Les lecteurs motivés qui emporteront le dernier essai de Dominique Quessada à la plage seraient bien inspirés de se prêter d’entrée au petit exercice de méditation qui leur est proposé à la fin de l’ouvrage. Je dis « méditation » car l’état d’inséparabilité décrit comme une promesse inédite présente de curieuses ressemblances avec des expériences du même type, d’ordre spirituel ou poétique. Est-ce la preuve qu’on ne se débarrasse pas si facilement des structures mentales héritées du vieux monde, ou cela tend-il à démontrer que « l’ontologie de l’inséparabilité » dont l’auteur est depuis bientôt vingt ans le défenseur talentueux et obstiné, était déjà en fait l’une des composantes de la vision du monde dont la disparition est annoncée ? Et si, progressant ensuite dans votre lecture, vous voyez le face-à-face initial avec votre voisin(e) de plage se transformer en côte à côte où personne n’est plus l’Autre de l’Autre, c’est que vous aurez rapidement progressé sur la voie de l’inséparabilité.

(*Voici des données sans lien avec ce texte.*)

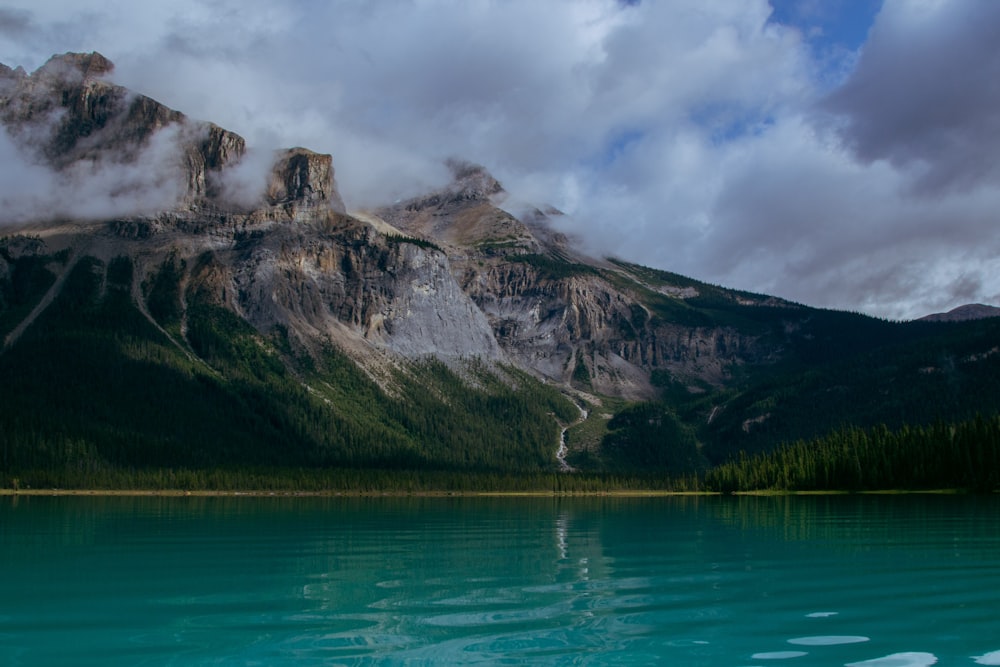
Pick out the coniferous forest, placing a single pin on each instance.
(107, 396)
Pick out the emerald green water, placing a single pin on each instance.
(875, 581)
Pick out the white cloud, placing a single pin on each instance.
(694, 136)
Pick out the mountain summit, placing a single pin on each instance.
(227, 310)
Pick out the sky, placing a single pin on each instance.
(838, 153)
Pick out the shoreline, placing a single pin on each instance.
(207, 493)
(333, 493)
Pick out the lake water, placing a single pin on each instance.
(883, 581)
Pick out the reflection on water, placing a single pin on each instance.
(832, 580)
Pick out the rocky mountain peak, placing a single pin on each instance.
(970, 311)
(471, 181)
(69, 116)
(302, 176)
(75, 67)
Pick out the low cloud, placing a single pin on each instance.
(94, 188)
(706, 138)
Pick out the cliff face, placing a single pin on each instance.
(449, 275)
(68, 112)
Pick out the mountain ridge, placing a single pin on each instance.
(381, 337)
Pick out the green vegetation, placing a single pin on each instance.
(962, 456)
(412, 240)
(186, 394)
(101, 390)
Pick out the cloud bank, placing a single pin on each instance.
(725, 140)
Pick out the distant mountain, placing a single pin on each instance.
(971, 311)
(175, 301)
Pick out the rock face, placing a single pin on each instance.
(449, 274)
(68, 112)
(304, 177)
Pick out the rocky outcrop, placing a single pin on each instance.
(352, 287)
(306, 178)
(67, 112)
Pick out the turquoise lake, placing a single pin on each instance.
(879, 581)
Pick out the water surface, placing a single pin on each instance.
(874, 581)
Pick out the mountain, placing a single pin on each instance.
(970, 311)
(175, 301)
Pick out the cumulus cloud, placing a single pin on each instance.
(93, 188)
(924, 94)
(720, 139)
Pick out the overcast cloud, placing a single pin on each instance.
(773, 152)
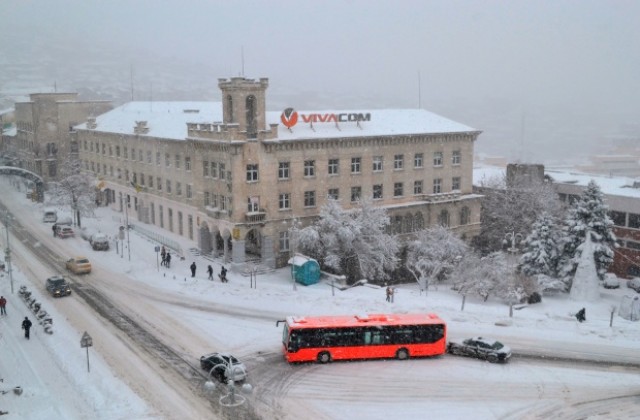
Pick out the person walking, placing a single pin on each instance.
(26, 326)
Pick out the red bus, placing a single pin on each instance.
(370, 336)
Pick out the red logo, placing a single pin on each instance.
(289, 117)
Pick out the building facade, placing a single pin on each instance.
(42, 139)
(235, 178)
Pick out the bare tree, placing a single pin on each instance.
(74, 189)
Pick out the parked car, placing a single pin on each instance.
(634, 284)
(99, 242)
(481, 348)
(78, 265)
(611, 281)
(57, 286)
(64, 232)
(220, 363)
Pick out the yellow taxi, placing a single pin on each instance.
(78, 265)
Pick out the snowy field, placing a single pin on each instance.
(198, 316)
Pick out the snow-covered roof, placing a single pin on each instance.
(169, 120)
(618, 186)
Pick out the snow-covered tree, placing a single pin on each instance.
(74, 189)
(433, 254)
(541, 248)
(512, 208)
(353, 242)
(588, 214)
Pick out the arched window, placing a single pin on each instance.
(251, 116)
(230, 107)
(465, 216)
(443, 218)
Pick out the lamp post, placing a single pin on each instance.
(7, 254)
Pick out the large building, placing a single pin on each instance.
(235, 178)
(43, 123)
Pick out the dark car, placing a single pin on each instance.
(481, 348)
(220, 363)
(58, 286)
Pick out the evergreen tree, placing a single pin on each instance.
(588, 214)
(541, 248)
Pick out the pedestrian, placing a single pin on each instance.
(193, 269)
(581, 316)
(26, 326)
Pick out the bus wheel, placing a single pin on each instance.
(402, 354)
(324, 357)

Difficile d’ailleurs de dissocier ce nouvel essai des quatre autres déjà publiés[tooltips content= »La Société de consommation de soi (1999), L’Esclavemaître (2007), Court Traité d’altéricide (2007), L’Inséparé : essai sur un monde sans Autre (2013). »]1[/tooltips], l’auteur reconnaissant lui-même qu’il s’agit là d’un « chemin en cinq étapes » et parlant d’un « cycle » au sein duquel ce dernier livre jouerait donc le rôle de clé de voûte qui, posée en dernier, assure la solidité de l’édifice. On s’étonne dès lors moins de voir revenir au premier plan un concept – l’Autre – qui jouait déjà un rôle prépondérant dans les précédents essais : « L’Autre est (tout) ce dont nous sommes séparés », lit-on dans L’Inséparé. Tout n’avait-il donc pas déjà été dit alors même que la thèse de l’auteur – l’Autre en tant qu’« objet idéologique » est le pire ennemi de l’altérité – semblait ne laisser guère de place à l’inédit ? Conscient des paradoxes qu’il manie, et soucieux d’être compris, Quessada use en fait de la répétition comme d’un « rappel » visant à dissiper les malentendus que pourrait susciter une pensée comme la sienne, servie par une exceptionnelle maîtrise du langage, mais évoluant à contre-courant de pas mal d’idées reçues.
Quessada contre Levinas
Qui aborderait cet ouvrage en se disant, par exemple, qu’il va y trouver l’art et la manière de mieux « comprendre l’Autre », au sens psychologique du terme, ne pourrait qu’être déçu voire scandalisé par les libertés prises et assumées à l’endroit de cette idéologie faussement compassionnelle qu’est aujourd’hui l’« autrisme » ; inspirant à l’auteur des pages d’une réconfortante lucidité quant à la nécessité de déloger de son piédestal ce « fétiche sacralisé, garant de l’éthique, qu’est devenu l’Autre » sous l’égide d’Emmanuel Levinas, en particulier. Il faut un certain courage pour oser penser que l’éthique lévinassienne, non contente d’être impraticable, légitime la prise d’otage du sujet, chargé de tous les péchés, par un Autre hypostasié et victimisé. Si le régime d’inséparabilité annoncé doit mettre fin à toutes les prises d’otages – du Moi par l’Autre ou de l’Autre par le Moi – on ne peut qu’en saluer l’arrivée. Mais est-ce si simple, et l’auteur ne rejoint-il pas finalement Levinas dans sa lecture quelque peu lapidaire de l’histoire de la philosophie ?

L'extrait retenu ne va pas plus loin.